For a tumultuous run of songs at the end of the Cleveland show—"U Got the Look," "Life 'o' the Party," "Soul Man" and "Kiss"—Prince invites perhaps two dozen women in the audience onto the stage to dance. One willowy girl wears a purple two-piece bathing suit festooned with the glyph that had become the singer's name for a time. Prince struts over to her, and she becomes his dance partner during "Kiss." After the line "Act your age, not your shoe size," he holds the mike out for her, and right in tune, she sings, "And maybe we can do the twirl!" Prince's eyes widen and he yowls, "Wooo!"

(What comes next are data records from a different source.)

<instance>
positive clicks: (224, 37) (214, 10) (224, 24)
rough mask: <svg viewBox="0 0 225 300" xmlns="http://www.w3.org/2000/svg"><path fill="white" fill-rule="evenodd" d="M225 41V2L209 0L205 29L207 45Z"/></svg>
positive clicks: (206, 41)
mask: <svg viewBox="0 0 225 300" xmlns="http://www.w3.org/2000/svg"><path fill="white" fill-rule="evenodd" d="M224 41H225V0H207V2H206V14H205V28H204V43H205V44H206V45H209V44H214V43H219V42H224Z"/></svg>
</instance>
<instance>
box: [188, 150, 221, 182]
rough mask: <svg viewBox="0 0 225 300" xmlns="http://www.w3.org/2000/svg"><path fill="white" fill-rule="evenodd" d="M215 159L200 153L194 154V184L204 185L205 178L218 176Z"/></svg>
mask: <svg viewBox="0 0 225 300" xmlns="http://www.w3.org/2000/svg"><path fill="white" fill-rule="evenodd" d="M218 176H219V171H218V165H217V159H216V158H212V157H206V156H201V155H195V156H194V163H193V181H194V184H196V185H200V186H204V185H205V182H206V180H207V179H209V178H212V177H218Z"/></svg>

"The security guard wasn't going to let her get onstage," Prince says backstage after the show. "I said, 'You can't send that girl home dressed like that!'"

Everybody's ready to hit the Spy Bar in Cleveland's Warehouse District for an after-party, but Prince and the band won't be doing a late-night set there tonight. "I always love to play," he says, "but we've been doing so many shows that I feel like I need to give the band a chance to rest." Asked why he booked a tour with so few days off, Prince smiles and holds his hands out in front of him, as if weighing an object in each. "Let's see," he says, "sleep, or half a million dollars? Sleep, or half a million dollars?"

But while the cash is obviously welcome—particularly as a proud refutation of the recurrent rumors that he was going broke—Prince is satisfied by more than money these days. "My fans bring their sons and daughters to my shows now," he says. "That's how I grew up. I hope to be an inspiration to those people.

"I feel at peace. I knew it would take time, and I had to deal with a lot of ridicule. But this feels like peace right now. Spiritually I feel very different from the way I used to, but physically? Not at all. I don't look at time that way, and I don't believe in age. When you wake up, each day looks the same, so each day should be a new beginning. I don't have an expiration date."